Facebook Gives Users Even More Ways to ‘Like’

According to a press release from the Facebook Team, the social-networking site will publicly unroll even more ways to “like” starting this holiday season.

“Obviously, we first let users ‘like’ each other’s posts, then we added the ability to ‘like’ people’s comments,” explains Facebook PR Director Melvin Yutzy. “We decided it was time to take it to the next level.”

The “next level” is the ability to ‘like’ another person’s ‘like.’ Yutzy says the official terminology is to ‘re-like.’

It works like this: say you post a liberal-leaning political post. If your conservative uncle likes the post, you can ‘re-like’ his like, thereby indicating you’re glad he had a positive opinion of the article without having to make a fuss over it.

The re-like is portrayed as a gold outline around the name of the person re-liked. If all the likes in a post are re-liked, the post itself turns gold.

“We wanted to give both the likers and the re-likers a sense of accomplishment,” explains programmer Julius Fraught. “These aren’t just clicks of the mouse. These are expressions of camaraderie and unity.”
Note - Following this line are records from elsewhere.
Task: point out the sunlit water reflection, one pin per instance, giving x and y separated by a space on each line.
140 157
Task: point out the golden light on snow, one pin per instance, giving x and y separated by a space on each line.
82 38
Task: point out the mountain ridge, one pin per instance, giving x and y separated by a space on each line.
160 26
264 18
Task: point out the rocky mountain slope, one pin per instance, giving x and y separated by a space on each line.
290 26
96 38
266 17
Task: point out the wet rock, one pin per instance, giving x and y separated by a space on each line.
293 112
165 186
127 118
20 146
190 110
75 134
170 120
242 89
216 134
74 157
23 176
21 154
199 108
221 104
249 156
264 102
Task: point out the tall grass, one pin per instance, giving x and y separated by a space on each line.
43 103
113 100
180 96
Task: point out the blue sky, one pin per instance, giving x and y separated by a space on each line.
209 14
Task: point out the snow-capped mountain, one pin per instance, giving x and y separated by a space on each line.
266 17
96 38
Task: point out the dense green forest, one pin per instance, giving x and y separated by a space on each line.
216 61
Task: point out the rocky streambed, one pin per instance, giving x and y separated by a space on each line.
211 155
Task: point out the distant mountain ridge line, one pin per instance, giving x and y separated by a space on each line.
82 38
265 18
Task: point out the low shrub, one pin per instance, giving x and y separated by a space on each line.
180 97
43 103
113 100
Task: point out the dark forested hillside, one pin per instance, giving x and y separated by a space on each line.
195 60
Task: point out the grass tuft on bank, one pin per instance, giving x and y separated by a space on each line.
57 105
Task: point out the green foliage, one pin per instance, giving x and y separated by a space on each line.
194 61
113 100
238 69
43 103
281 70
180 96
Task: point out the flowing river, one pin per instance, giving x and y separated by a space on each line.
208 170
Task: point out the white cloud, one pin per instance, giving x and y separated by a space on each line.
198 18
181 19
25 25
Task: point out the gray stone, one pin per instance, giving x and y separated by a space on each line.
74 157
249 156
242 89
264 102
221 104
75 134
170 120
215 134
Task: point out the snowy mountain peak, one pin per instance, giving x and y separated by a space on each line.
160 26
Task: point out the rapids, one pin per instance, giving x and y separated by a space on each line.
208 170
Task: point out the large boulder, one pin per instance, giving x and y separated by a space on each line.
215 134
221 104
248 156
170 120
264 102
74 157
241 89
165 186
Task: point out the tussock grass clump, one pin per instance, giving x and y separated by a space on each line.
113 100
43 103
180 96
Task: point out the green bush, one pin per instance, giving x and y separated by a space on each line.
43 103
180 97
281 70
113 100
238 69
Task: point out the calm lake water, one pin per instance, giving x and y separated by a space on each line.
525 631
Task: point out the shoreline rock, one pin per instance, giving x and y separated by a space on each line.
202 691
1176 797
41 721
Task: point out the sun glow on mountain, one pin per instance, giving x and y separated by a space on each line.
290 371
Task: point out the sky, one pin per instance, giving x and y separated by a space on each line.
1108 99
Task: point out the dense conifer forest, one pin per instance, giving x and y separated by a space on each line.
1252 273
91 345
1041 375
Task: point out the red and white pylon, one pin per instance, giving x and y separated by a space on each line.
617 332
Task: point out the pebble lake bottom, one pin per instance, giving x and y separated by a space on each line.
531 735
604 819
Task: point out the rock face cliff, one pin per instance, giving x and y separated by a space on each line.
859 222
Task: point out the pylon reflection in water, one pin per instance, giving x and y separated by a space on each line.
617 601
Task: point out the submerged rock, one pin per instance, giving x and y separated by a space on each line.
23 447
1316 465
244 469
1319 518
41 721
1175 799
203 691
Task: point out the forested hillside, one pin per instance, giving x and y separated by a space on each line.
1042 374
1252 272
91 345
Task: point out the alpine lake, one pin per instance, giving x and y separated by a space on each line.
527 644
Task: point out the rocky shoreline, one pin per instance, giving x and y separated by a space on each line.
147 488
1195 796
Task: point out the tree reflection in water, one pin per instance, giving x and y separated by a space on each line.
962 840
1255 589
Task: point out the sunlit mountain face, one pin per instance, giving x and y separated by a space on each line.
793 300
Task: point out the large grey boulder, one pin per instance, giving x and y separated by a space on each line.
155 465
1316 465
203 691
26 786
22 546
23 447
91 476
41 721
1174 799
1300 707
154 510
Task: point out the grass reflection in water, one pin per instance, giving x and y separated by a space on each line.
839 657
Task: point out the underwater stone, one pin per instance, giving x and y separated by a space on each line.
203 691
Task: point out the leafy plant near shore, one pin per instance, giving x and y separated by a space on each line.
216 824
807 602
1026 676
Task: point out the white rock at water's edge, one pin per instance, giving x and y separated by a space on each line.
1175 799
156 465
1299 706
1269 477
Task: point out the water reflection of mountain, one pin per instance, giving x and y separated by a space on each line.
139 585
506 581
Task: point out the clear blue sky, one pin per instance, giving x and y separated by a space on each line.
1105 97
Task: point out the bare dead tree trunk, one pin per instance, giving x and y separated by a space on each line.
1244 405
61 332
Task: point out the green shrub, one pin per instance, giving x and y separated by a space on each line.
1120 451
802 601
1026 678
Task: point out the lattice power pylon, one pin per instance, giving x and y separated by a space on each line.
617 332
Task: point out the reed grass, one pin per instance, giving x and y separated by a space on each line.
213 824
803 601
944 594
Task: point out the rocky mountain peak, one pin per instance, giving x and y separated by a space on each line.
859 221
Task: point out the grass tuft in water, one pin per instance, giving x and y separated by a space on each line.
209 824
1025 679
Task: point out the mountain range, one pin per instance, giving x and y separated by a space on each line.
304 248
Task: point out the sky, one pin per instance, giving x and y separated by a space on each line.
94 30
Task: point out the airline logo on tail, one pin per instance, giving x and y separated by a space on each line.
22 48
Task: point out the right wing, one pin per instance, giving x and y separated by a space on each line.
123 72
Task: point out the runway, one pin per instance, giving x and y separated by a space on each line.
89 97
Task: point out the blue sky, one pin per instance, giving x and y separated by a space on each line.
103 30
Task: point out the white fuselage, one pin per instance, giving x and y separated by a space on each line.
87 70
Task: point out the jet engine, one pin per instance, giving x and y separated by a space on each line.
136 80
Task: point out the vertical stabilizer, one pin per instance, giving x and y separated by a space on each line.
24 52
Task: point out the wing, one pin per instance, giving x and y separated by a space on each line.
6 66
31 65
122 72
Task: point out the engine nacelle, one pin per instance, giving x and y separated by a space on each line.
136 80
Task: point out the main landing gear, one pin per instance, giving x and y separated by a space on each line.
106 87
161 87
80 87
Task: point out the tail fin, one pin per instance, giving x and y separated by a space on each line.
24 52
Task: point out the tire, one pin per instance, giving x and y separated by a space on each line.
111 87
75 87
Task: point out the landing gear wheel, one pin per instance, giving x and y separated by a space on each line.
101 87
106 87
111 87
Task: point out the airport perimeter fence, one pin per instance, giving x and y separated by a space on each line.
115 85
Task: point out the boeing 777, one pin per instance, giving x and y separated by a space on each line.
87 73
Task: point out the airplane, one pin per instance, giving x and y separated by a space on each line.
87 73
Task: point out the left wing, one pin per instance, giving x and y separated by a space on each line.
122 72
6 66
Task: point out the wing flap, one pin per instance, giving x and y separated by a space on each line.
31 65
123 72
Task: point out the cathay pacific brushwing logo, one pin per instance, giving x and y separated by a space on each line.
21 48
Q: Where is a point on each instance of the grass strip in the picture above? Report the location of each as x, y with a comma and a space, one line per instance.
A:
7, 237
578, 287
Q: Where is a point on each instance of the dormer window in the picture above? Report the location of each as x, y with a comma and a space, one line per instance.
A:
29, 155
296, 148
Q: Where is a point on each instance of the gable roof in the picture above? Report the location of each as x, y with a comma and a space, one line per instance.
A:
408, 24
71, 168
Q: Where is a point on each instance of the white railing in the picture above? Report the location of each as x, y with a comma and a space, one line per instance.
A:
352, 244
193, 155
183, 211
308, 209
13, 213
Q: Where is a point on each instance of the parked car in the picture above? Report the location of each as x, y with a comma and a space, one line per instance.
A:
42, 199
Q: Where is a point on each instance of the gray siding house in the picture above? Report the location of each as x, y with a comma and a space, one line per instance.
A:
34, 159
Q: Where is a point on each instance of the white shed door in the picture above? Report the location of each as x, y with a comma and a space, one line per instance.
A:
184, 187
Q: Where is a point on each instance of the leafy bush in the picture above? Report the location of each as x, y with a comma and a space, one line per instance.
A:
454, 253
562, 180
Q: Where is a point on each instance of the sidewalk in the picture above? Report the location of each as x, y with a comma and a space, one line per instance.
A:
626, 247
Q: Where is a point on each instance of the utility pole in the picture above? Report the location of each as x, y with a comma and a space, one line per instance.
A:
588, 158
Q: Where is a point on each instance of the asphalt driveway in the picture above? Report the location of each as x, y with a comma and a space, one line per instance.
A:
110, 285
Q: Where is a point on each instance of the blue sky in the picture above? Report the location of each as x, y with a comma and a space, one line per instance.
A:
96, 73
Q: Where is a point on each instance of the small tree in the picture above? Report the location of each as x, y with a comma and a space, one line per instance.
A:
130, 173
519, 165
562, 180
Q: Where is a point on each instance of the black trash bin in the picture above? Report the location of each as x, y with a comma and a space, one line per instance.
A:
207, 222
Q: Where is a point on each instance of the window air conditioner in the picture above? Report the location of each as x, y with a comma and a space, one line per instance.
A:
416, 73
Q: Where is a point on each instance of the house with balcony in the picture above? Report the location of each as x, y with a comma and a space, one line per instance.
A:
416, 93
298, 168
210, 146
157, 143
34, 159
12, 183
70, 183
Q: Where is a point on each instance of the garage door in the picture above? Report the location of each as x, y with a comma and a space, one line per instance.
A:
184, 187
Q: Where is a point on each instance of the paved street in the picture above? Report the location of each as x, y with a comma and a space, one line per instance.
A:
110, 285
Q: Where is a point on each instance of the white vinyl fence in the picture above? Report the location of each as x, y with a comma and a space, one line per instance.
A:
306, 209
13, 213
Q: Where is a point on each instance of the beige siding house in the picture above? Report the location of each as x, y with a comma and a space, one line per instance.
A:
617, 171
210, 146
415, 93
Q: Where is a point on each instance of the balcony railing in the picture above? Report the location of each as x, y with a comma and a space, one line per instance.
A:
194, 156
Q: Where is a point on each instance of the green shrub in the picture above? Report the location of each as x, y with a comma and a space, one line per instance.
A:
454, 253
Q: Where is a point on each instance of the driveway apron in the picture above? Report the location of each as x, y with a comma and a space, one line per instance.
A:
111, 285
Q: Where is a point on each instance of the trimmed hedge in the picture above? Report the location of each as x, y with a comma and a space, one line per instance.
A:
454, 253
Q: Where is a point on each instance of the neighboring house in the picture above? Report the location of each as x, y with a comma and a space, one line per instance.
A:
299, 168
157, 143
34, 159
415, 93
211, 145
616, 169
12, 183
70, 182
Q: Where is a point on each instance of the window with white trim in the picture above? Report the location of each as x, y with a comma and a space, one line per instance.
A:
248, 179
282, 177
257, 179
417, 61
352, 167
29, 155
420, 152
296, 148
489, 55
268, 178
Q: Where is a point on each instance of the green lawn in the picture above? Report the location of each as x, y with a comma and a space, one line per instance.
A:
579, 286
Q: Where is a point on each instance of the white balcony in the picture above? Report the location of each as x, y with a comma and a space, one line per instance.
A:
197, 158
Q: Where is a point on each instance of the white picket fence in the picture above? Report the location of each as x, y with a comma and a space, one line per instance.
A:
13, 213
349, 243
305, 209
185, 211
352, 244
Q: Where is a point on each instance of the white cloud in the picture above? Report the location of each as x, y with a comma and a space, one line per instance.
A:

According to Yutzy, preliminary trials of the re-liking system has been met with overwhelmingly positive responses.

“It’s not like when we unrolled Timeline. Most changes in the workings of Facebook are met with 66-72% of users threatening to burn down Zuckerberg’s house. This upgrade has been incorporated almost effortlessly in all our beta testing.”

Psychologist Herman Miernov, however, says the benefits of re-liking go beyond mere electronic high-fiving. “The entire culture of Likers is built around establishing a tribe. By seeing whom you agree with, and by collecting more and more groups and pages, the user builds a solar system wherein she is the sun and her selected view of reality revolves around her.

“Re-liking allows mutual reinforcement of tribal norms,” Miernov asserts, “thereby strengthening the social bond between two or more faceless Internet personalities.”

Miernov, an avowed germaphobe and recluse, asserts this is a boon in a dirty, plague-filled, hostile, and all-around-mean world.

Beta tester and mother of three young children Sonya Thompson thinks Miernov is over-reading the situation. “Look, some days I don’t even have time to brush my teeth. To see fifty-five notifications when I check my phone gives me a sense that I’m still connected to the adult world, and maybe, just maybe, my life matters.”

Programmers at Facebook hope to continue to expand upon the idea of re-liking. “Around here, re-liking is actually short for ‘recursive liking,'” says Fraught. “Our eventual goal is to allow multiple exchanges of liking. So, for instance, you could like my post, and I could like the fact that you liked it, and you could like the fact that I liked that you liked it. And so on.”

This would be especially useful for new couples who think they’re madly in love and ideologues, explains Fraught.

Even with all the benefits of re-liking, some users still wonder why Facebook refuses to add a dislike button.

“The official stance of Facebook is that anything you don’t actively like, you dislike,” explains Yutzy. “So if your friends don’t like the fact you’re eating a fish taco at the corner of Main and Williams, you can only assume they find either your meal, your location, or you, disgusting.”